The connection became obvious as I saw the General Purpose Computing on GPU's. The first step into the desktop market was made by NVIDIA's new series of graphics cards, which are capable of processing any type of information in floating point format, thus making them a worthy adversary for AMD's Fusion concept, and also these processors could very well be the future of the normal CPU, as we know it.
Pat Gelsinger said that: "Intel has begun planning products based on a highly parallel, IA-based programmable architecture codenamed "Larrabee." It will be easily programmable using many existing software tools, and designed to scale to trillions of floating point operations per second (Teraflops) of performance. The Larrabee architecture will include enhancements to accelerate applications such as scientific computing, recognition, mining, synthesis, visualization, financial analytics and health applications."
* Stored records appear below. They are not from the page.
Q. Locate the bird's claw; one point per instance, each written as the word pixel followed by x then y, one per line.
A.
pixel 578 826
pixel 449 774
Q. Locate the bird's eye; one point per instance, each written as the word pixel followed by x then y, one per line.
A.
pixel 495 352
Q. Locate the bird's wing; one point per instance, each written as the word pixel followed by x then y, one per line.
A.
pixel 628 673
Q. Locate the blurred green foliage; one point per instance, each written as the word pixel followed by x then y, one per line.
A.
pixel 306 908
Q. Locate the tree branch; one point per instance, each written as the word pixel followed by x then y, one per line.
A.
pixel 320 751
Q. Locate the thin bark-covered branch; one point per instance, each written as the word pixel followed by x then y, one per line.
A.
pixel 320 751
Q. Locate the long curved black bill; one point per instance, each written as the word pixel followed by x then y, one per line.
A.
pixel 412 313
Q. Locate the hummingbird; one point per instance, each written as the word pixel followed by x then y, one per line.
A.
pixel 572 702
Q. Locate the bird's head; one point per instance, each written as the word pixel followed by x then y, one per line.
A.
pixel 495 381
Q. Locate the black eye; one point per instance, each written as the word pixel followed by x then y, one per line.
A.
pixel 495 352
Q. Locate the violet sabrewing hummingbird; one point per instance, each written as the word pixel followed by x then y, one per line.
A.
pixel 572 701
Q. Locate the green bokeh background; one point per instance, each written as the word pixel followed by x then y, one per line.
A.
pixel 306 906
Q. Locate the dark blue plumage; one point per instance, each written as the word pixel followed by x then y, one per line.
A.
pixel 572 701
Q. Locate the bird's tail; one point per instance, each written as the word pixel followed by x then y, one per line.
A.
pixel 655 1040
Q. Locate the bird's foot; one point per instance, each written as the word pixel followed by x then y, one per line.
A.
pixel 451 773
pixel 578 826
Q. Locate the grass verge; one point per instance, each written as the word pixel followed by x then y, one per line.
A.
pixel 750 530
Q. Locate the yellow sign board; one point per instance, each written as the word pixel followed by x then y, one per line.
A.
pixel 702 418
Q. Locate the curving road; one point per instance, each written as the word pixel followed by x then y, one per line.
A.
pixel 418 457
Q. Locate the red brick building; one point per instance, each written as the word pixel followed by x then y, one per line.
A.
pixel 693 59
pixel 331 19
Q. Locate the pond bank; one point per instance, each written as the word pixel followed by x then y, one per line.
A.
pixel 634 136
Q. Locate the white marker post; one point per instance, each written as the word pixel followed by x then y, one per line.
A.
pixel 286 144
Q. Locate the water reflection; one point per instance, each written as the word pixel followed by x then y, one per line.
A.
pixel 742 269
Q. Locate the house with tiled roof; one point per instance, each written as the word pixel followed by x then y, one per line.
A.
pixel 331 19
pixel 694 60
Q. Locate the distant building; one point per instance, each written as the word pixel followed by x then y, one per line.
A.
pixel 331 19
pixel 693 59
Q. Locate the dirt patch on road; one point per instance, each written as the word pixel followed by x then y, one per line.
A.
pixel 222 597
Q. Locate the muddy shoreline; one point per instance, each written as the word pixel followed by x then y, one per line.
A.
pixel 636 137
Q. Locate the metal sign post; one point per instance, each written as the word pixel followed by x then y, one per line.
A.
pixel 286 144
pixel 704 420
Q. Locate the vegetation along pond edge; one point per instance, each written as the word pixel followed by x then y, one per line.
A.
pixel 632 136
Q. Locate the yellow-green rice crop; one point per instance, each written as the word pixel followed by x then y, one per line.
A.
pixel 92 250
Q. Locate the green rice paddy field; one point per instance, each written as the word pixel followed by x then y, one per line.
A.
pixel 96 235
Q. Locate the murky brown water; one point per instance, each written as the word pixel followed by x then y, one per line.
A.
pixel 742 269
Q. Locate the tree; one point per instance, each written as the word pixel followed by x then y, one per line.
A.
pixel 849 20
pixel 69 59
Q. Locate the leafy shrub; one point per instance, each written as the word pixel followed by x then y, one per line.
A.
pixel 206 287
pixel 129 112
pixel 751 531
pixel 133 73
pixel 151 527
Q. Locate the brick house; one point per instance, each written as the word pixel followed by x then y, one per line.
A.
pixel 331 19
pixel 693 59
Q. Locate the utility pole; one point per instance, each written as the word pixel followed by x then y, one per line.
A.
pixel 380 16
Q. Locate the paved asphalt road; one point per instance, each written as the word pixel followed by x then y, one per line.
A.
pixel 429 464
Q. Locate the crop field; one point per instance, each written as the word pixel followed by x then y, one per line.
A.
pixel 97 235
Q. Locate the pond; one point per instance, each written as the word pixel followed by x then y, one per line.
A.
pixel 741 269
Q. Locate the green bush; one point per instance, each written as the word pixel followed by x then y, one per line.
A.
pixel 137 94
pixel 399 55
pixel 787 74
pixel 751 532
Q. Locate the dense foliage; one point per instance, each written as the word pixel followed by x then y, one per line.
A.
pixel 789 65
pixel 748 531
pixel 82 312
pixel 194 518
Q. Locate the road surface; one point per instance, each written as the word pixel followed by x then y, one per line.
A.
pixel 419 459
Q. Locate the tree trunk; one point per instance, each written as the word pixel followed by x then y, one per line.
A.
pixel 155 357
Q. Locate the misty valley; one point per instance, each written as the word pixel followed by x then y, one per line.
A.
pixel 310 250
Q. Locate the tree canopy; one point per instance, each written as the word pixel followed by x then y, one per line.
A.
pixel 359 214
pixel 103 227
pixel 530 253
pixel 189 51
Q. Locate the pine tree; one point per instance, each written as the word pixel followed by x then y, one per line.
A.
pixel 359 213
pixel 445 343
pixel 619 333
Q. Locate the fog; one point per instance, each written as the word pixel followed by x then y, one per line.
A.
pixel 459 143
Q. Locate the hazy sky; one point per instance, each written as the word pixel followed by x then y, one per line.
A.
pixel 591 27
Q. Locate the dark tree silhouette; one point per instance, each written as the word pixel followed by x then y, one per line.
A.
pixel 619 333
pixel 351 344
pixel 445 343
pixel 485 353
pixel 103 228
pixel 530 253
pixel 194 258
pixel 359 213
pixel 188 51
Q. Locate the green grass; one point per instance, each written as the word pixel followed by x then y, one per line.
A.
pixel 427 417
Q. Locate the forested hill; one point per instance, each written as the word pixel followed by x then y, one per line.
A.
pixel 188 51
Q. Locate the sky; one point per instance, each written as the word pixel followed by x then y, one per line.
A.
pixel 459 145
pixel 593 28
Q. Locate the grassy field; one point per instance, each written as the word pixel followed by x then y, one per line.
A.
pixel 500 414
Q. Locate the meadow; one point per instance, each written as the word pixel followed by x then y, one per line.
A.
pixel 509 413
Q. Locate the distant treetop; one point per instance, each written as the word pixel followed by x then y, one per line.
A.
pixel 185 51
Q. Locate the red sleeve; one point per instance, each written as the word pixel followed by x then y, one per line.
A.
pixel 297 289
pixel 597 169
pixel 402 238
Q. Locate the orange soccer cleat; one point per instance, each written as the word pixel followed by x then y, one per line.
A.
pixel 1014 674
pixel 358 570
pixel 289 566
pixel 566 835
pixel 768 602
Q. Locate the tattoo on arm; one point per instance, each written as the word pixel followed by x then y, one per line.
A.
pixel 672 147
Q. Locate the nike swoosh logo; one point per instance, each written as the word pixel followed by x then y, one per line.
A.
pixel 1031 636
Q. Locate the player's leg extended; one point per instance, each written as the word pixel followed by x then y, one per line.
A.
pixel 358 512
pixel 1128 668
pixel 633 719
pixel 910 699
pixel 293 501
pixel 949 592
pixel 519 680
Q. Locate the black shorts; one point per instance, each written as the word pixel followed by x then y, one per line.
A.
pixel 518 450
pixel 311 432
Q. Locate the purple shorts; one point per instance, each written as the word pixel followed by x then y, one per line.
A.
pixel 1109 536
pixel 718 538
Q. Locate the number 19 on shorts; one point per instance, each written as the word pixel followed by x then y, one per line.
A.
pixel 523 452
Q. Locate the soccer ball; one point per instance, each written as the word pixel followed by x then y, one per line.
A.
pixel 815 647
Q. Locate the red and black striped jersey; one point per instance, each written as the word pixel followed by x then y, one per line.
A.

This is simple to lay out on the table, AMD is outsourcing its HyperTransport technology so that many applications could be developed for it, one of which is to integrate co-processors on cards that will run on PCI-Express extension slots. Now here's another interesting fact, Intel is said to have also outsourced its FSB technology so that you can create applications for it, and the first device for this is called Xilinx Virtex 5, a 604-pin module that fits snugly into the Intel Xeon infrastructure.
How does it all tie together with the 80-core chip that Intel already demonstrated earlier this year, well let us think for a while. If you can't even handle a quad-core processor, and must use a Multi Chip Module in order to have two dual-core processors linked together, how on Earth will you succeed in doing so with 80 processor cores in an even smaller package then the one you are currently using? Simple, you make the processor do anything, the trend has already started with the System-on-a-chip initiative, why not take it all the way to the possible extent to which the technology will allow it. I mean, it won't be long until Moore's Law won't apply anymore, so what do you do then, retire? I guess not, maybe just innovate in some other way; the unified, not even shader, lets call it the unified core architecture will allow for a computer to perform whatever type of calculations you see necessary, and will include have a CPU and a GPU sharing the same processor die. Now it all makes perfect sense.